Brooks pending merger with PRI subject to request for additional information

Chelmsford & Billerica, Mass. - Brooks Automation and PRI Automation jointly announced December 14, 2001 that they have received a request for additional information (commonly known as a "second request") pertaining to the pending acquisition of PRI by Brooks.

12/19/2001


Chelmsford & Billerica, Mass. - Brooks Automation and PRI Automation jointly announced December 14, 2001 that they have received a request for additional information (commonly known as a 'second request') pertaining to the pending acquisition of PRI by Brooks. The request was received from the Antitrust Division of the Department of Justice ('DOJ'), the U.S. governmental entity responsible for antitrust review of the acquisition.

The waiting period applicable to the pending acquisition under the U.S. Hart-Scott-Rodino Antitrust Improvements Act will expire 30 days after substantial compliance with the request for additional information, unless terminated earlier by the DOJ. The companies intend to respond diligently and as quickly as possible to the second request. However, the companies cannot estimate how long it will take to achieve substantial compliance with the second request. Subject to completion of the Hart-Scott-Rodino process, and satisfaction of other customary closing conditions contained in the definitive merger agreement, including Brooks and PRI stockholder approval, the companies anticipate the acquisition will close in the first quarter of 2002, as announced previously.

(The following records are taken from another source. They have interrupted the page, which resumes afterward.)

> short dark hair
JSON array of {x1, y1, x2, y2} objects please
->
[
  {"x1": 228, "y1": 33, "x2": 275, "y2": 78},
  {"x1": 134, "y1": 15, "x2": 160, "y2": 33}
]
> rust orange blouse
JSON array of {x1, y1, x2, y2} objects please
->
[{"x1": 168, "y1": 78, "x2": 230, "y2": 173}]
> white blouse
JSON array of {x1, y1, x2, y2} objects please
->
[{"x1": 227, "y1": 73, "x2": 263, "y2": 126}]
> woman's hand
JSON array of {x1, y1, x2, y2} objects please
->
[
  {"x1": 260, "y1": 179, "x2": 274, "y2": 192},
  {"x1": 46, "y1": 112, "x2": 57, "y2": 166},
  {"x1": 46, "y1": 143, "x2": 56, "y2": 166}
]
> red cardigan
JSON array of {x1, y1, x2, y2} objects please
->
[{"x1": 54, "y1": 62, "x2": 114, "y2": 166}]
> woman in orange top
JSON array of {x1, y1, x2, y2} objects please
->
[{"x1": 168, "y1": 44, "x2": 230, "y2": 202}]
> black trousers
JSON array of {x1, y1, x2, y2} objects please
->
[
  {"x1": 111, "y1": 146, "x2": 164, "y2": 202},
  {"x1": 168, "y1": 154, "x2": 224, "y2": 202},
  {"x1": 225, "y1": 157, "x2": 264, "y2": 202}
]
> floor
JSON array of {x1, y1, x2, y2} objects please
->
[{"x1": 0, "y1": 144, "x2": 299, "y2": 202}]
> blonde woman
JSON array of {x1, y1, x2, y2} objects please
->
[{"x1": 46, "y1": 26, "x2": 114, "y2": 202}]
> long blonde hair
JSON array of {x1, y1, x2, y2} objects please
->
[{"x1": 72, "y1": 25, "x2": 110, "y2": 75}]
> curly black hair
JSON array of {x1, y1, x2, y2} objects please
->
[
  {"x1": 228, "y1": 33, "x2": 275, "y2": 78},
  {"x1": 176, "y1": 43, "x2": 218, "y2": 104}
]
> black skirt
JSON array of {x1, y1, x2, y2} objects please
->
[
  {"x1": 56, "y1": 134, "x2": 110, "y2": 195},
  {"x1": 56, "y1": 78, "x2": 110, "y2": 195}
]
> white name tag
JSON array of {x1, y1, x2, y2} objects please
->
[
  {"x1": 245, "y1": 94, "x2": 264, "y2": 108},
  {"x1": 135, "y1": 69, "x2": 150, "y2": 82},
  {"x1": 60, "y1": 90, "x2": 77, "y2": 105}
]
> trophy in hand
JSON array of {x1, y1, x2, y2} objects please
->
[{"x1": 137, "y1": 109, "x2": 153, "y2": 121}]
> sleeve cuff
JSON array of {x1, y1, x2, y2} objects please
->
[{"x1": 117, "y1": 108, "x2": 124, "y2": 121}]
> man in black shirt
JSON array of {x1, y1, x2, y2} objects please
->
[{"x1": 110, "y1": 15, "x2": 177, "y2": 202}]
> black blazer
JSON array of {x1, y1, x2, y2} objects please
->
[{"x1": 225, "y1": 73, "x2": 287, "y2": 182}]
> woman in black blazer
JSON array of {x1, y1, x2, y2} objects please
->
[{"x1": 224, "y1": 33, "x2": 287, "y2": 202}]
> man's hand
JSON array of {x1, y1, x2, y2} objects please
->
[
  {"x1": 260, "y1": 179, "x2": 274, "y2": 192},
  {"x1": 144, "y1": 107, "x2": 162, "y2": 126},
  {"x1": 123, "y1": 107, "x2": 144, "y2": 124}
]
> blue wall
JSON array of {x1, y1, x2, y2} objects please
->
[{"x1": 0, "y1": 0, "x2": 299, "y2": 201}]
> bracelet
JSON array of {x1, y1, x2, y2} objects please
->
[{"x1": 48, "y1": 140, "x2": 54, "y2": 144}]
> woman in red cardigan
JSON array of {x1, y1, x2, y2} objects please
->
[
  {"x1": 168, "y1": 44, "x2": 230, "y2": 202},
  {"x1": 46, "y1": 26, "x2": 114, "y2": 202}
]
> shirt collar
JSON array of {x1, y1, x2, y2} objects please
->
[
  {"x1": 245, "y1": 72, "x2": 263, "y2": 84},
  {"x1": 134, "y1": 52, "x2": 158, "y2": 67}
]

On October 24, 2001, the companies jointly announced a definitive agreement under which Brooks would acquire PRI. Under the terms of the agreement, which was unanimously approved by the boards of directors of both companies, PRI shareholders will receive 0.52 shares of Brooks stock for each PRI share held, representing a value of approximately $380 million, net of cash. Following completion of the transaction, the combined company will be 61% owned by Brooks shareholders and 39% owned by PRI shareholders. The transaction is expected to be accretive to Brooks' earnings in fiscal 2003, the first full fiscal year following completion, reflecting expected operational synergies of more than $20 million.

Additional information regarding the terms of the acquisition will be contained in a registration statement on Form S-4, which Brooks will file with the Securities and Exchange Commission.

Brooks Automation Inc. is a global supplier of integrated automation solutions for the semiconductor, data storage, and flat panel display manufacturing industries.

PRI Automation Inc. is a global supplier of advanced factory automation systems, software, and services that optimize the productivity of semiconductor and precision electronics manufacturers, as well as OEM process tool manufacturers.